Per il Censis si tratta di «un macigno che potrebbe mandare in default 184 mila imprese»
La “Guerra dell’energia”, come la chiama il Censis , potrebbe costarci molto cara. La fiammata dell’energia prima, e la crisi provocata dalla guerra poi, quest’anno rischia infatti di incenerire 3% del Pil. “Un macigno che potrebbe mandare in default 184.000 imprese che danno lavoro a 1,4 milioni di persone» avverte il presidente di Confcooperative, Maurizio Gardini.
In pratica il 10,5% degli addetti delle imprese italiane è a rischio e con loro il 10,9% del valore aggiunto. La maggiore l’incidenza di imprese “parzialmente o seriamente a rischio” si ha nel settore dei servizi e, rispetto alla dimensione di imprese, tra quelle più piccole, arrivando a toccare il 21,3% in quelle che hanno da 3 a 9 addetti.

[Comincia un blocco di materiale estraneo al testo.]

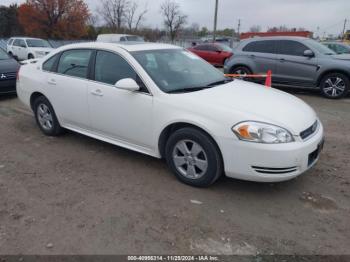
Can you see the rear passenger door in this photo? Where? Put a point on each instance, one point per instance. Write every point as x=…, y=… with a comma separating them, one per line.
x=67, y=85
x=262, y=55
x=293, y=67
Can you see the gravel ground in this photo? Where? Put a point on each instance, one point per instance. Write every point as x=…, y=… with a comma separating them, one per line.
x=77, y=195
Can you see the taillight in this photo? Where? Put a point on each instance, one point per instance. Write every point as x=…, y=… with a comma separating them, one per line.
x=17, y=73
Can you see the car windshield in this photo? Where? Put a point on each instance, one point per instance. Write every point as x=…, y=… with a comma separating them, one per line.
x=322, y=49
x=38, y=43
x=134, y=38
x=3, y=55
x=177, y=70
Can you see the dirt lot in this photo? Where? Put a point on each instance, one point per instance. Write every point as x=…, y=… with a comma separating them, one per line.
x=76, y=195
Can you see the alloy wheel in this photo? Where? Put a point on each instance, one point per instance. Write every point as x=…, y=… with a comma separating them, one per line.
x=334, y=86
x=190, y=159
x=45, y=117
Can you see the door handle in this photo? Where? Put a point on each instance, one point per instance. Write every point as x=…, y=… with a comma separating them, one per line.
x=51, y=82
x=97, y=92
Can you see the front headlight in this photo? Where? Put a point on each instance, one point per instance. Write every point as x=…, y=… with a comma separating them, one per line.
x=262, y=133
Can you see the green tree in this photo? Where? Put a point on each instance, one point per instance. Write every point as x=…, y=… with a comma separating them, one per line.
x=9, y=25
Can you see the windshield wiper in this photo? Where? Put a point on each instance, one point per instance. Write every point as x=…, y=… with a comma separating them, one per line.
x=188, y=89
x=225, y=81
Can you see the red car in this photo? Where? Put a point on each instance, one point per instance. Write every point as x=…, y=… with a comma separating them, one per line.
x=215, y=54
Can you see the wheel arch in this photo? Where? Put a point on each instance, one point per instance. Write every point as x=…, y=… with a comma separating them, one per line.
x=171, y=128
x=331, y=71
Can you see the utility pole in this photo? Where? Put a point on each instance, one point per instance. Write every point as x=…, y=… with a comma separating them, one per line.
x=215, y=19
x=238, y=29
x=343, y=34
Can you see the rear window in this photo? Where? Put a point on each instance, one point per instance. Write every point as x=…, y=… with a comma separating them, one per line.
x=74, y=63
x=49, y=64
x=267, y=46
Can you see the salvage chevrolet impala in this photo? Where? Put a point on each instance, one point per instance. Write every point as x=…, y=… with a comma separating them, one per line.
x=166, y=102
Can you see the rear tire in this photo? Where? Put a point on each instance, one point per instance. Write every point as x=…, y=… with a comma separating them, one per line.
x=194, y=157
x=334, y=85
x=46, y=118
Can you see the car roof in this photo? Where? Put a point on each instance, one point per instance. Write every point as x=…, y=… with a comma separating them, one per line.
x=333, y=42
x=128, y=46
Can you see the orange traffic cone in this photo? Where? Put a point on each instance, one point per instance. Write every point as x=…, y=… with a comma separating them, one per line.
x=268, y=81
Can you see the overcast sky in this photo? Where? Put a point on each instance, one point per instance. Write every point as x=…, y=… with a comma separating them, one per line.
x=328, y=15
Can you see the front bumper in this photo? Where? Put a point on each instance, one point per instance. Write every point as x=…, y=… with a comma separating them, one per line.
x=8, y=86
x=270, y=162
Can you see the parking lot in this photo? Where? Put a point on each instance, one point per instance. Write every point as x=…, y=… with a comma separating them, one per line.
x=77, y=195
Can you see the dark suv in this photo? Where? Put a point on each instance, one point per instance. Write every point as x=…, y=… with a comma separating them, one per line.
x=295, y=62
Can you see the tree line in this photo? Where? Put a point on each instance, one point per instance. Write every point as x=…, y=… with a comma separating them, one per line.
x=72, y=19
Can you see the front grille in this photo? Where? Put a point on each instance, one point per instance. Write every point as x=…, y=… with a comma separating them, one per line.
x=7, y=76
x=274, y=170
x=309, y=131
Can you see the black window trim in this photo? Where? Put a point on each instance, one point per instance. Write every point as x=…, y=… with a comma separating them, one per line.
x=274, y=42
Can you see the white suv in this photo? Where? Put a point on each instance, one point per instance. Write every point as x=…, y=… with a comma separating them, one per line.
x=28, y=48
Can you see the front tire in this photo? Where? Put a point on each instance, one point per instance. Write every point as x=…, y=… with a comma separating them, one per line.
x=46, y=118
x=335, y=85
x=194, y=157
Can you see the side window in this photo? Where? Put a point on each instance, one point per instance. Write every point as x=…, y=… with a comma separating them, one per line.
x=267, y=46
x=74, y=63
x=110, y=68
x=22, y=43
x=49, y=64
x=201, y=47
x=287, y=47
x=212, y=48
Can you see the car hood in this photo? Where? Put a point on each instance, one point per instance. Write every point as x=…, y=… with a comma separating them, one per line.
x=249, y=101
x=44, y=49
x=341, y=57
x=8, y=66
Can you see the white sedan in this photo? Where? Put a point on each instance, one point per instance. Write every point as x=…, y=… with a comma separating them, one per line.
x=163, y=101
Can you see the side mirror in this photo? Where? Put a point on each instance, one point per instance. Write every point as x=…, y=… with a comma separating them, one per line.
x=127, y=84
x=309, y=53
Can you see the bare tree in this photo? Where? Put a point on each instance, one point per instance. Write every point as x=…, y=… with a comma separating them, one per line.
x=113, y=12
x=133, y=19
x=174, y=19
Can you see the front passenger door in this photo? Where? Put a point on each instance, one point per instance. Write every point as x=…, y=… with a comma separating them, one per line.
x=293, y=68
x=67, y=88
x=123, y=116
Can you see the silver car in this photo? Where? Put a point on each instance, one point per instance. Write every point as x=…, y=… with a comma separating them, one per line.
x=295, y=62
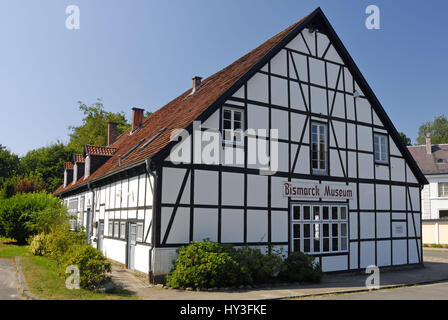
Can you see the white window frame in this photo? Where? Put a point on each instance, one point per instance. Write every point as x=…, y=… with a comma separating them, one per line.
x=444, y=186
x=122, y=229
x=232, y=126
x=339, y=222
x=320, y=126
x=116, y=229
x=110, y=228
x=140, y=238
x=383, y=151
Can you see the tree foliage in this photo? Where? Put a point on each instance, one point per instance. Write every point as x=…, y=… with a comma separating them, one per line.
x=93, y=129
x=45, y=163
x=438, y=129
x=9, y=163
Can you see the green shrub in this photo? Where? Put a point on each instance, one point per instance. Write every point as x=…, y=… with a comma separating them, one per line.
x=26, y=214
x=60, y=241
x=300, y=267
x=94, y=269
x=38, y=244
x=260, y=267
x=205, y=264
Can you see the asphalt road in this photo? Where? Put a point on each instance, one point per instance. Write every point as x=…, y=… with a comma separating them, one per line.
x=8, y=281
x=435, y=291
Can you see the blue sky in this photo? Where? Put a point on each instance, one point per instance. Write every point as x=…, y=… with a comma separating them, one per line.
x=143, y=53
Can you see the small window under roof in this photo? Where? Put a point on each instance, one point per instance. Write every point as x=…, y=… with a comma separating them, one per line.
x=152, y=139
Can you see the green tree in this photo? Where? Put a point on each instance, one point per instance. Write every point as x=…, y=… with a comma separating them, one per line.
x=9, y=163
x=94, y=126
x=45, y=164
x=407, y=141
x=438, y=129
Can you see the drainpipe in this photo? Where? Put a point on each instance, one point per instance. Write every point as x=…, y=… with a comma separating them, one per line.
x=151, y=248
x=92, y=212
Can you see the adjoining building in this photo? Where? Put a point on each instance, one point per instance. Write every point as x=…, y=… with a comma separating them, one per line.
x=336, y=181
x=433, y=162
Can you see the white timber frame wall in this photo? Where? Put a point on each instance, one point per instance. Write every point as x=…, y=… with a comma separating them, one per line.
x=304, y=82
x=125, y=201
x=432, y=202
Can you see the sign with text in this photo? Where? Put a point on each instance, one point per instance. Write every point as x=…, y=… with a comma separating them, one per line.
x=316, y=191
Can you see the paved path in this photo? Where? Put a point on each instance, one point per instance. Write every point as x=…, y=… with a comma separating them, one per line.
x=436, y=269
x=435, y=291
x=8, y=281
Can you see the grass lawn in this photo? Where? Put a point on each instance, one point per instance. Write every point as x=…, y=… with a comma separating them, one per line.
x=43, y=277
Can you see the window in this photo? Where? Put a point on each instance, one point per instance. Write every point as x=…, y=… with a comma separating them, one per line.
x=319, y=148
x=232, y=125
x=380, y=148
x=321, y=228
x=140, y=232
x=443, y=189
x=443, y=214
x=116, y=229
x=110, y=231
x=122, y=229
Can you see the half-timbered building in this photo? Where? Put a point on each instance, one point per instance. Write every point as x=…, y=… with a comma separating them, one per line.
x=336, y=181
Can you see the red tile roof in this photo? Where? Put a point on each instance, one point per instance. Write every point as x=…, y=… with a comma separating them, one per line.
x=434, y=163
x=99, y=150
x=68, y=165
x=180, y=112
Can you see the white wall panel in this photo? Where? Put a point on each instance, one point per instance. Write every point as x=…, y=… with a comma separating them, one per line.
x=367, y=253
x=206, y=187
x=257, y=88
x=399, y=252
x=398, y=198
x=319, y=100
x=354, y=255
x=383, y=253
x=257, y=190
x=353, y=225
x=334, y=263
x=232, y=188
x=277, y=198
x=279, y=226
x=257, y=226
x=367, y=222
x=366, y=196
x=279, y=121
x=383, y=224
x=180, y=229
x=317, y=71
x=232, y=225
x=365, y=138
x=397, y=169
x=205, y=224
x=365, y=163
x=382, y=197
x=299, y=97
x=279, y=63
x=363, y=110
x=279, y=91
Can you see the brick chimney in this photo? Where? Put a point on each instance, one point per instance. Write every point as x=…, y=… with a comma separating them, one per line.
x=111, y=132
x=137, y=118
x=196, y=84
x=428, y=143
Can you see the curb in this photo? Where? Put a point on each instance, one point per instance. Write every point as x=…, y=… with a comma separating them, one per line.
x=23, y=288
x=386, y=287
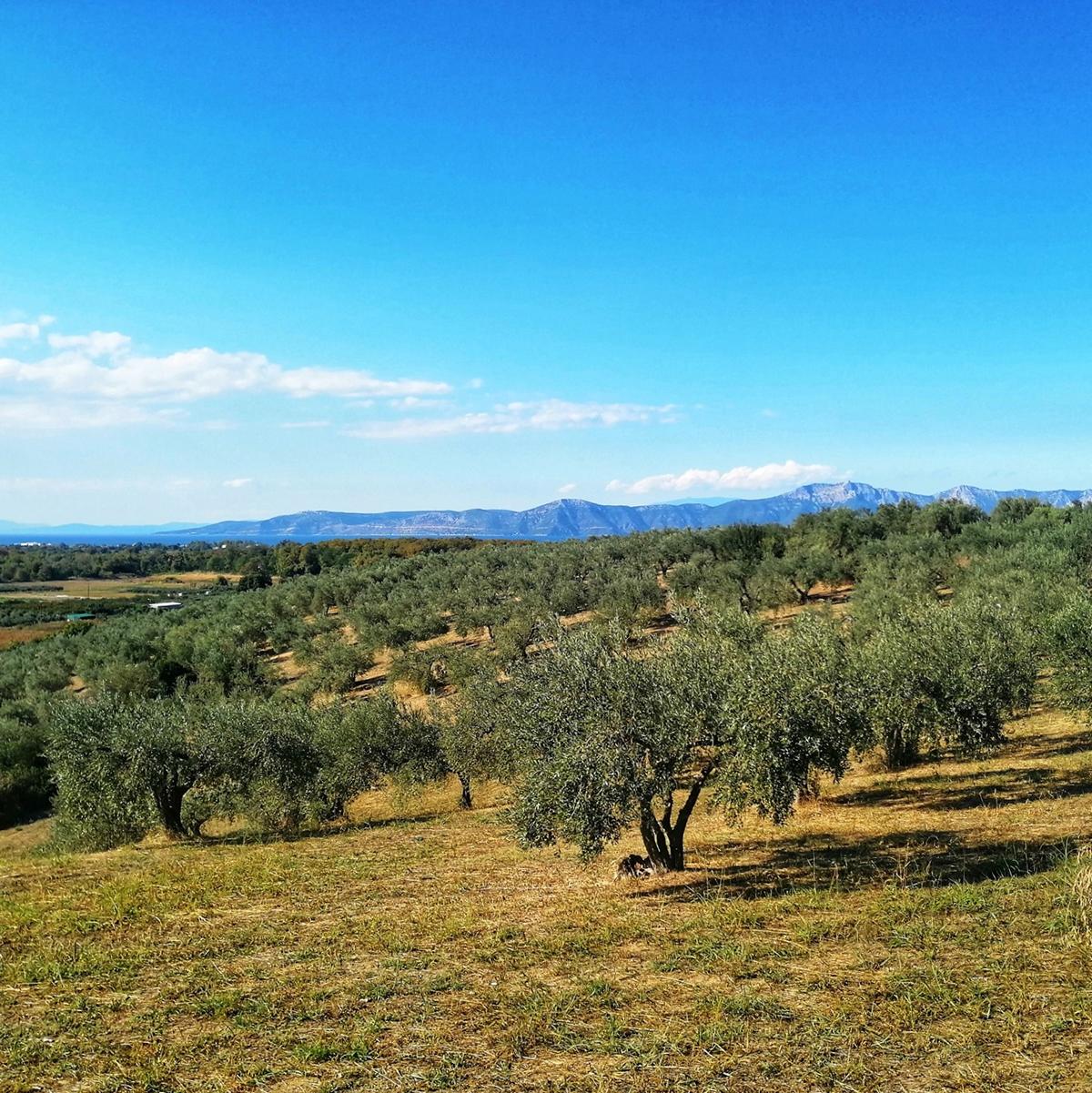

Secondo l’analisi del Censis il 29,8% delle nostre imprese – oltre 285mila, di cui 221mila imprese del terziario – non è in grado di recuperare i livelli di capacità produttiva precedenti la pandemia.
«Per il caro energia il Fondo monetario, nel periodo prebellico, aveva stimato una contrazione del Pil pari all’1,5% a cui vanno aggiunti – spiega Gardini – gli effetti della guerra che rischiano di costarci almeno un altro 1,5% di Pil tra rincari delle materie prime, difficoltà negli approvvigionamenti, mancato export verso la Russia, chiusura dei flussi turistici e peggiorate condizioni per la circolazione delle merci».
Insomma «è un’economia di guerra e occorrono misure di guerra» avverte il presidente di Confcooperative. Che lancia una proposta al governo: «Le imprese vantano circa 60 miliardi di crediti nei confronti della Pa. Le imprese creditrici potrebbero compensare il caro energia con i crediti vantati. La liquidazione sarà rimandata a un accordo tra Stato, Cdp, società energetiche e municipalizzate.